Several notes written in ink surround the scene, the most legible being that along the lower edge which simply reads "Asleep in the Deep". On the right there's a reference to "Welche's Pockets", while along the upper edge is, perhaps, the gent's name - Tifford? or Jifford? Faded signwriting can just be made out on the rear canvas sheeting, although other than "Co." I can't make much of it out sadly. The fitment of spoked wheels, rather than heavy duty steel rims, suggests this is an early example of Ford's Model AA, probably dating to 1928 or 1929.
(Please click the thumbnail to view full-size image.)
1928 Ford Model AA
Propulsion was provided by the same 201 cubic inch four-cylinder engine as found under the bonnet of the Model A, producing its maximum power of 40bhp at a lowly 2,200rpm. A four-speed 'box was standard fitment, while early Model AAs had a worm drive rear axle. Mechanical drum brakes were fitted to all four corners.

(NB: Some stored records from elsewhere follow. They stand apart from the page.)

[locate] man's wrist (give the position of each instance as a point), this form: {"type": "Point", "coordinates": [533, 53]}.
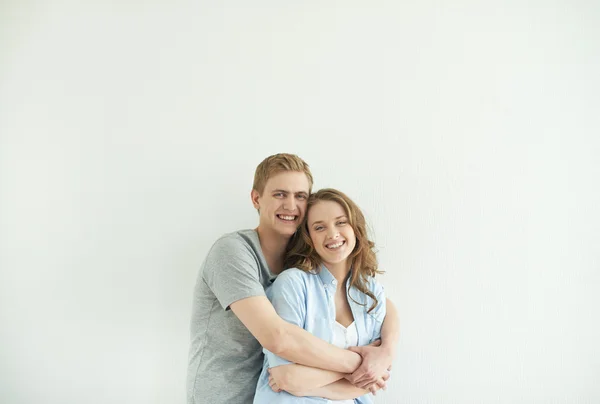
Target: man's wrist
{"type": "Point", "coordinates": [389, 349]}
{"type": "Point", "coordinates": [353, 362]}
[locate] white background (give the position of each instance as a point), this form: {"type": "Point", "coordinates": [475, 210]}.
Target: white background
{"type": "Point", "coordinates": [467, 131]}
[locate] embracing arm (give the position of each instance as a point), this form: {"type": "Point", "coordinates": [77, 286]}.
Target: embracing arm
{"type": "Point", "coordinates": [290, 341]}
{"type": "Point", "coordinates": [295, 377]}
{"type": "Point", "coordinates": [339, 390]}
{"type": "Point", "coordinates": [377, 360]}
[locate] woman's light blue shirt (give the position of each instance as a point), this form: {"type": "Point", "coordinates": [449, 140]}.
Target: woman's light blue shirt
{"type": "Point", "coordinates": [307, 300]}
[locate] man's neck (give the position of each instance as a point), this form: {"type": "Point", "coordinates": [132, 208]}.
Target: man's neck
{"type": "Point", "coordinates": [273, 246]}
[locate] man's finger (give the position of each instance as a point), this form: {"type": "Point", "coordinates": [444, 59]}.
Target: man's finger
{"type": "Point", "coordinates": [377, 342]}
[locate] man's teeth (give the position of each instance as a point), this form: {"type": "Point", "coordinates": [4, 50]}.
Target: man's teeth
{"type": "Point", "coordinates": [336, 245]}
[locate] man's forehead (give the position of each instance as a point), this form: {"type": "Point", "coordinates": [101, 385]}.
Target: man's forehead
{"type": "Point", "coordinates": [289, 182]}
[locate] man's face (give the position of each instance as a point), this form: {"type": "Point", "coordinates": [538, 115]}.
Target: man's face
{"type": "Point", "coordinates": [282, 204]}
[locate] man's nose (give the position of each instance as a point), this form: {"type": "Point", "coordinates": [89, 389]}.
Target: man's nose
{"type": "Point", "coordinates": [290, 203]}
{"type": "Point", "coordinates": [332, 233]}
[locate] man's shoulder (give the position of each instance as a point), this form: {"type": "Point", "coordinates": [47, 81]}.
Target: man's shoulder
{"type": "Point", "coordinates": [295, 276]}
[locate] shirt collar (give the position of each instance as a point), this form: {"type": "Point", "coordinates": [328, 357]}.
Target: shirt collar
{"type": "Point", "coordinates": [328, 279]}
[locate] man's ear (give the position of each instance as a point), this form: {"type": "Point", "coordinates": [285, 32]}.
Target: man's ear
{"type": "Point", "coordinates": [254, 195]}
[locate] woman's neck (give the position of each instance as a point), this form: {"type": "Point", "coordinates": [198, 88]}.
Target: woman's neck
{"type": "Point", "coordinates": [340, 271]}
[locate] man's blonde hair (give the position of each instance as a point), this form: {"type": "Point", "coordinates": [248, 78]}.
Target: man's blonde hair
{"type": "Point", "coordinates": [276, 164]}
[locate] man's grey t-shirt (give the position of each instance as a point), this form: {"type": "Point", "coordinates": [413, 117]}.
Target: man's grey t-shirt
{"type": "Point", "coordinates": [225, 360]}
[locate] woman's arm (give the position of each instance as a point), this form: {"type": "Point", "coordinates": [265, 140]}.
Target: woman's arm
{"type": "Point", "coordinates": [377, 360]}
{"type": "Point", "coordinates": [339, 390]}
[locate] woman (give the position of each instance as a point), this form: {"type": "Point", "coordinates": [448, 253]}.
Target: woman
{"type": "Point", "coordinates": [329, 291]}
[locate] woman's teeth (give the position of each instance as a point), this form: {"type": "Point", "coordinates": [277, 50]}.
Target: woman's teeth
{"type": "Point", "coordinates": [335, 246]}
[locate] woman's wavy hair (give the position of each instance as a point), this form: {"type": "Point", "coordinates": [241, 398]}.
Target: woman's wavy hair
{"type": "Point", "coordinates": [302, 254]}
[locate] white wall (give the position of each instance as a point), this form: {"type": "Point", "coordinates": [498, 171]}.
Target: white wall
{"type": "Point", "coordinates": [468, 132]}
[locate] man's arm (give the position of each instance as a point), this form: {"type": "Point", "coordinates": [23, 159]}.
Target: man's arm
{"type": "Point", "coordinates": [296, 377]}
{"type": "Point", "coordinates": [339, 390]}
{"type": "Point", "coordinates": [377, 360]}
{"type": "Point", "coordinates": [303, 381]}
{"type": "Point", "coordinates": [290, 341]}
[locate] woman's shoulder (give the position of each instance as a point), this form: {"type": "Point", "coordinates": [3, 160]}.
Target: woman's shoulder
{"type": "Point", "coordinates": [293, 274]}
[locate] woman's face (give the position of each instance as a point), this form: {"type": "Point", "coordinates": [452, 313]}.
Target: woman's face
{"type": "Point", "coordinates": [330, 232]}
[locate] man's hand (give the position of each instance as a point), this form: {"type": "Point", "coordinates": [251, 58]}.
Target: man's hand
{"type": "Point", "coordinates": [273, 384]}
{"type": "Point", "coordinates": [375, 365]}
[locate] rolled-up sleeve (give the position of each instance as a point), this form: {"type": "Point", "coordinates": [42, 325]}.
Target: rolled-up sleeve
{"type": "Point", "coordinates": [288, 296]}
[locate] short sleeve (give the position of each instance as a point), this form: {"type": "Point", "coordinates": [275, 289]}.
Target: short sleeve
{"type": "Point", "coordinates": [288, 296]}
{"type": "Point", "coordinates": [231, 271]}
{"type": "Point", "coordinates": [379, 311]}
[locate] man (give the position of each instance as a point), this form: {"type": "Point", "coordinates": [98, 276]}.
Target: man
{"type": "Point", "coordinates": [232, 316]}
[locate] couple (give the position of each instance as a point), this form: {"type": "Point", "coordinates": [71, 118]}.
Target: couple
{"type": "Point", "coordinates": [318, 322]}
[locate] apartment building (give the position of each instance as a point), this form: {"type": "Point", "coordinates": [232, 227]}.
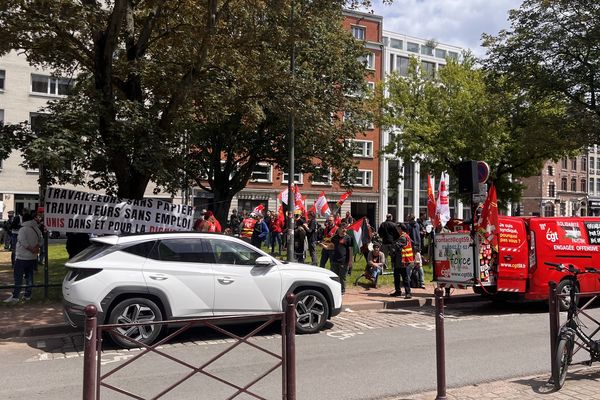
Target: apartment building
{"type": "Point", "coordinates": [403, 189]}
{"type": "Point", "coordinates": [383, 184]}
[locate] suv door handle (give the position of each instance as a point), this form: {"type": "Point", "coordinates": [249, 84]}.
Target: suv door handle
{"type": "Point", "coordinates": [159, 277]}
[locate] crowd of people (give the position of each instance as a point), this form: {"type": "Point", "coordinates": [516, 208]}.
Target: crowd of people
{"type": "Point", "coordinates": [401, 243]}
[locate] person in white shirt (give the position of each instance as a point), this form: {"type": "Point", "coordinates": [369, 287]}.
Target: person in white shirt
{"type": "Point", "coordinates": [29, 242]}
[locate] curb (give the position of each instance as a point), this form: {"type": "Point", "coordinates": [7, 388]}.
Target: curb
{"type": "Point", "coordinates": [63, 329]}
{"type": "Point", "coordinates": [33, 331]}
{"type": "Point", "coordinates": [411, 303]}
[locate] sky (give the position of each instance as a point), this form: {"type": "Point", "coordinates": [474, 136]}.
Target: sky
{"type": "Point", "coordinates": [454, 22]}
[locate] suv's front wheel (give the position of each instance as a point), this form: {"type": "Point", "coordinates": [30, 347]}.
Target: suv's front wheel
{"type": "Point", "coordinates": [312, 311]}
{"type": "Point", "coordinates": [133, 311]}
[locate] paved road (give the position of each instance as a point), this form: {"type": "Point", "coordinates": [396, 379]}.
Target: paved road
{"type": "Point", "coordinates": [362, 355]}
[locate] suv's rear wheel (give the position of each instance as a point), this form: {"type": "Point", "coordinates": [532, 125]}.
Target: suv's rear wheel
{"type": "Point", "coordinates": [135, 310]}
{"type": "Point", "coordinates": [312, 311]}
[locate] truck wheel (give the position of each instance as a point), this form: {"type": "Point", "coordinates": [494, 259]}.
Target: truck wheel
{"type": "Point", "coordinates": [312, 311]}
{"type": "Point", "coordinates": [564, 351]}
{"type": "Point", "coordinates": [131, 311]}
{"type": "Point", "coordinates": [564, 287]}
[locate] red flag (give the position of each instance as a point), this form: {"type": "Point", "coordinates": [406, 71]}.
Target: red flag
{"type": "Point", "coordinates": [488, 223]}
{"type": "Point", "coordinates": [281, 216]}
{"type": "Point", "coordinates": [343, 198]}
{"type": "Point", "coordinates": [430, 200]}
{"type": "Point", "coordinates": [321, 206]}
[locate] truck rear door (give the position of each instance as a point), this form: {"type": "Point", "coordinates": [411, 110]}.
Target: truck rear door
{"type": "Point", "coordinates": [512, 255]}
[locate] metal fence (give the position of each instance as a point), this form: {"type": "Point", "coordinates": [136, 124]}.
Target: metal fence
{"type": "Point", "coordinates": [94, 379]}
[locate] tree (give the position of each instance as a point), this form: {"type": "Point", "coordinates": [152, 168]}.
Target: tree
{"type": "Point", "coordinates": [466, 113]}
{"type": "Point", "coordinates": [553, 48]}
{"type": "Point", "coordinates": [155, 78]}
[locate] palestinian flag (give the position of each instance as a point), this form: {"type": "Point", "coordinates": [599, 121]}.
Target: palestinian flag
{"type": "Point", "coordinates": [360, 232]}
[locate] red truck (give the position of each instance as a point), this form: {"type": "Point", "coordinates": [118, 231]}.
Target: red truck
{"type": "Point", "coordinates": [517, 270]}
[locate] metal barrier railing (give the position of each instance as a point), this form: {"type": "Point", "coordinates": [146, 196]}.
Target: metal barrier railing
{"type": "Point", "coordinates": [93, 379]}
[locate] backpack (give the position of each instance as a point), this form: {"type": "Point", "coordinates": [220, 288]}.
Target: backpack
{"type": "Point", "coordinates": [320, 232]}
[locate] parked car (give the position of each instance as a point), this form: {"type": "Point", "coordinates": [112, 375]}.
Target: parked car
{"type": "Point", "coordinates": [166, 276]}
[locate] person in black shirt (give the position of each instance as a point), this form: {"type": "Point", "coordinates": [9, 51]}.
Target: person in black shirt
{"type": "Point", "coordinates": [341, 259]}
{"type": "Point", "coordinates": [388, 232]}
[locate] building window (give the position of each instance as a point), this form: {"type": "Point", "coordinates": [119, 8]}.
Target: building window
{"type": "Point", "coordinates": [47, 85]}
{"type": "Point", "coordinates": [297, 178]}
{"type": "Point", "coordinates": [363, 178]}
{"type": "Point", "coordinates": [370, 61]}
{"type": "Point", "coordinates": [563, 184]}
{"type": "Point", "coordinates": [362, 148]}
{"type": "Point", "coordinates": [427, 50]}
{"type": "Point", "coordinates": [396, 44]}
{"type": "Point", "coordinates": [402, 65]}
{"type": "Point", "coordinates": [428, 69]}
{"type": "Point", "coordinates": [359, 32]}
{"type": "Point", "coordinates": [412, 47]}
{"type": "Point", "coordinates": [261, 173]}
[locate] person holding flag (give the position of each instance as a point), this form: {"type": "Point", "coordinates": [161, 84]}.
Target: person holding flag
{"type": "Point", "coordinates": [341, 260]}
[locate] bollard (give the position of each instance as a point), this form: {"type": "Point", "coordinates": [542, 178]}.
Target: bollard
{"type": "Point", "coordinates": [554, 314]}
{"type": "Point", "coordinates": [440, 351]}
{"type": "Point", "coordinates": [89, 353]}
{"type": "Point", "coordinates": [290, 346]}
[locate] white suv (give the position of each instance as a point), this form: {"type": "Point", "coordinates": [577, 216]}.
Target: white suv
{"type": "Point", "coordinates": [162, 276]}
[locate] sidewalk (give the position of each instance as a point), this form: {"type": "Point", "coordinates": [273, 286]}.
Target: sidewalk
{"type": "Point", "coordinates": [581, 384]}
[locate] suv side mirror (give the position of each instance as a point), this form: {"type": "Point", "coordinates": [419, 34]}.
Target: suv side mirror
{"type": "Point", "coordinates": [264, 261]}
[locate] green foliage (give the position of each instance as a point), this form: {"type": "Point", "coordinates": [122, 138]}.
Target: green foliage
{"type": "Point", "coordinates": [159, 79]}
{"type": "Point", "coordinates": [466, 113]}
{"type": "Point", "coordinates": [553, 50]}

All Model A and AA Fords are keenly collected nowadays, this page for instance features a collection of classic American trucks owned in the UK, and included is a cracking Model AA truck in fantastic, time-warp original condition. A period photo of a bus based on this vehicle's running gear can also be found on this page of the site, while a post-war camper conversion based on an AA in Britain can be seen here.

An abandoned chassis & cab.

If you go down to the woods today .... you're unlikely to stumble across a chassis and cab belonging to an abandoned Ford truck. Yet here, two children and maybe their father, have located just such a vehicle, or what's left of one. The rear chassis, sat in the long grass, appears to be slightly distorted, as is the back panel of the cab, so this truck may well have had a rear-end shunt.
Very little remains, just the cab, the chassis, and one front wing are all that is visible. The engine, gearbox, steering column, rear body and most of the front end metalwork, have vanished - perhaps scrapped, or kept as spares for another AA.
The photo isn't dated, but probably hails from the 1940s or 1950s. Nor is the location known sadly (maybe the Ford is still sat there!?). This black and white image is printed on Ilford paper (a company that survives to this day, with headquarters in Cheshire, England). One thing's for sure, if this scene was taken today and the Ford was in this condition still, there'd be quite a few people keen on rescuing it, despite the accident damage.